Co-registered images showing optimal distribution of ¹²³I-albumin after convection-enhanced delivery. (A) Single-photon emission computed tomography (SPECT) image of ¹²³I-albumin distribution co-registered with axial MR image for anterior right frontal catheter positioned below the resection cavity (patient 12). (B) SPECT image of ¹²³I-albumin distribution co-registered with axial MR image for posterior right frontal catheter positioned behind the resection cavity. (C, D) Corresponding SPECT-derived isodose contours co-registered with axial T1-weighted MR images located at the tip of each catheter in the right frontal lobe of the brain. Isodose lines show the percent concentration of ¹²³I-albumin relative to the infused concentration (0.25 mg/ml) such that at the 50% isodose line the concentration of albumin is 0.125 mg/ml and at the 10% isodose line the concentration of albumin is 0.025 mg/ml. (E, F) Oblique reconstructions of complete SPECT image showing areas covered and not covered by the infusion.

Fig. 5

Co-registered images showing ineffective distribution of ¹²³I-albumin after convection-enhanced delivery: selected axial MR image (A) and coronal images (B, C) from three different patients showing single-photon emission computed tomography image of ¹²³I-albumin distribution co-registered with MR images demonstrating leakage of infusate into the subarachnoid cerebrospinal fluid spaces over the superior hemispheric surface of frontoparietal lobe of the brain (A–C) and along the tentorial surface of the occipital lobe (C).

Fig. 6

Co-registered images showing distribution of ¹²³I-albumin into the Sylvian fissure after convection-enhanced delivery from a catheter with proximal ports: outline (A) and magnified view (B) of single-photon emission computed tomography image of ¹²³I-albumin distribution (blue) shown co-registered with axial MR image (patient 18). The tumor is outlined in red. A second catheter trajectory is shown in yellow at the bottom of A. The most proximal port on this catheter is located 17.0 mm from the tip.

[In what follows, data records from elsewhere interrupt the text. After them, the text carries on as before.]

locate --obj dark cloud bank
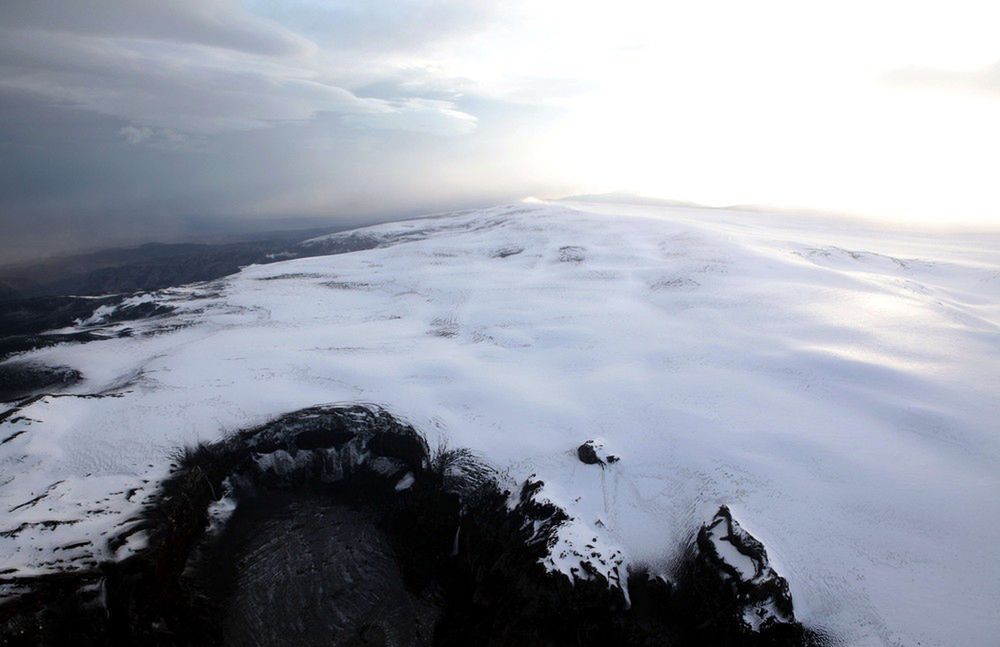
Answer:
[0,0,564,265]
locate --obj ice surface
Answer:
[0,204,1000,646]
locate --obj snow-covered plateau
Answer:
[0,202,1000,647]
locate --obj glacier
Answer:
[0,201,1000,646]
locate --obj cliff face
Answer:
[0,204,1000,645]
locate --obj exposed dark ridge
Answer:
[0,362,83,402]
[0,406,819,647]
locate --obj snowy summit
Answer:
[0,202,1000,647]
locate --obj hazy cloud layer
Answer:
[885,61,1000,98]
[0,0,1000,263]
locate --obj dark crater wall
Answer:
[0,406,822,646]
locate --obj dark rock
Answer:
[576,440,604,465]
[0,362,83,402]
[0,406,815,647]
[684,506,806,645]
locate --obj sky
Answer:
[0,0,1000,264]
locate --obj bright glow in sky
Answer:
[437,1,1000,224]
[0,0,1000,254]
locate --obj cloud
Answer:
[118,125,153,144]
[883,61,1000,98]
[0,0,475,139]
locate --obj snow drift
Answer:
[0,203,1000,645]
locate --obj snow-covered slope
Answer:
[0,203,1000,646]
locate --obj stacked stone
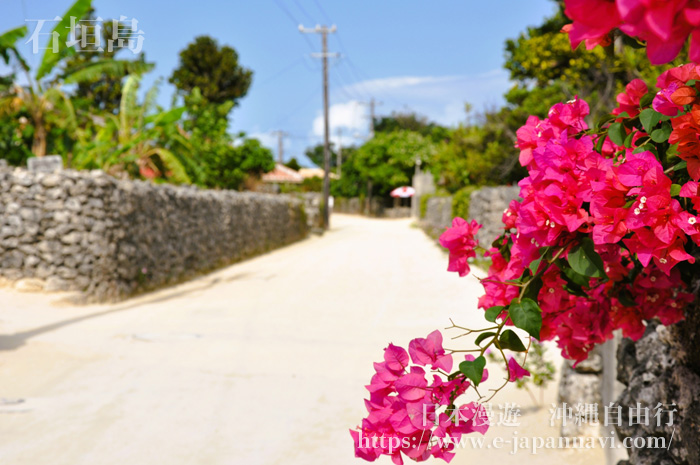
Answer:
[0,168,309,300]
[0,169,116,291]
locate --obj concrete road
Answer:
[0,215,602,465]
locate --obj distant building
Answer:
[262,163,304,184]
[299,168,338,179]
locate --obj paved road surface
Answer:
[0,215,602,465]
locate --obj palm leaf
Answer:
[145,107,185,126]
[148,148,192,184]
[63,59,153,84]
[0,26,27,64]
[36,0,92,81]
[44,87,78,129]
[119,74,141,139]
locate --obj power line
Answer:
[273,0,314,50]
[275,83,318,127]
[258,57,304,86]
[314,0,333,24]
[299,25,337,229]
[293,0,316,24]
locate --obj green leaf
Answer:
[63,59,154,84]
[562,267,590,287]
[508,299,542,339]
[151,148,192,184]
[0,26,28,49]
[474,331,496,345]
[36,0,92,81]
[673,160,688,171]
[459,355,486,386]
[608,123,627,147]
[485,305,503,323]
[639,108,663,134]
[498,329,527,352]
[639,91,656,108]
[650,124,672,143]
[568,237,607,278]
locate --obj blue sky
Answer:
[0,0,554,167]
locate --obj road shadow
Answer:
[0,273,248,351]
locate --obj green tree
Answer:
[74,74,191,183]
[184,88,275,189]
[354,131,435,195]
[0,0,152,157]
[170,36,253,106]
[374,112,449,142]
[63,9,153,115]
[304,142,338,169]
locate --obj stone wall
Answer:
[421,186,520,243]
[333,197,411,218]
[617,320,700,465]
[0,168,309,300]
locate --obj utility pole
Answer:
[336,128,343,179]
[360,97,382,216]
[272,130,289,165]
[360,97,382,139]
[299,24,338,229]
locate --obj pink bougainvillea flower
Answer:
[508,357,530,383]
[440,217,481,277]
[384,344,409,373]
[408,330,452,372]
[564,0,620,48]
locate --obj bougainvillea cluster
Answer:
[350,331,492,464]
[352,62,700,463]
[564,0,700,64]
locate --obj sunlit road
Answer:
[0,215,602,465]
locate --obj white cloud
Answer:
[334,69,510,128]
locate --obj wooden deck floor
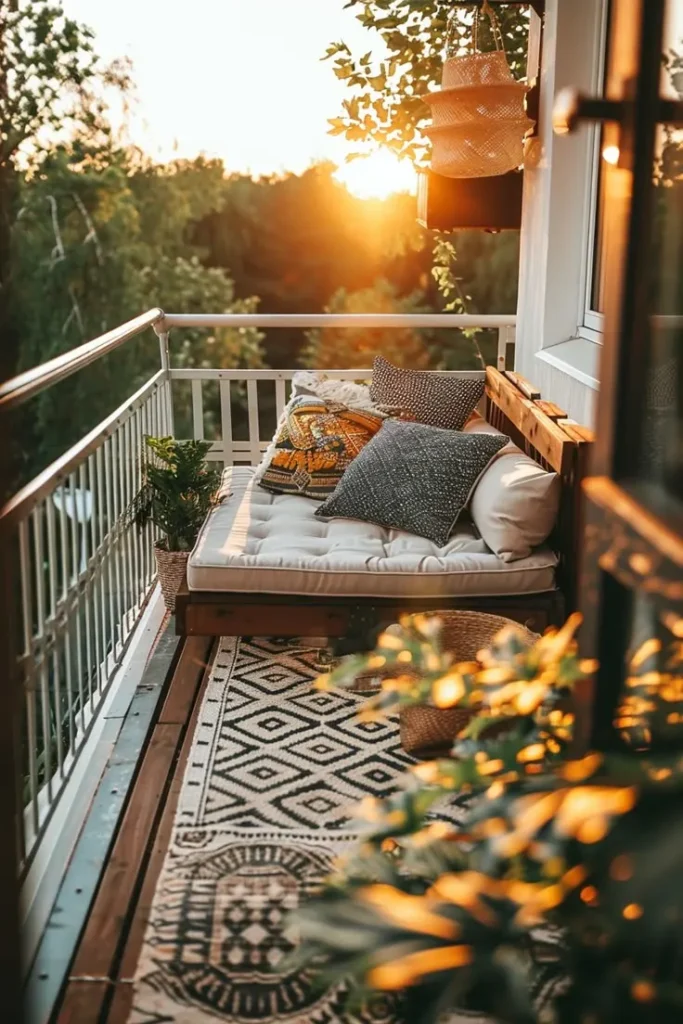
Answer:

In this instance, the infusate appears to have exited the catheter through the most proximal port, which was communicating with the subarachnoid cerebrospinal fluid (CSF) space within the deep portion of the Sylvian fissure between the frontal and temporal lobes of the brain. This allowed the infusate to leak completely into the CSF spaces without any penetration of the parenchyma.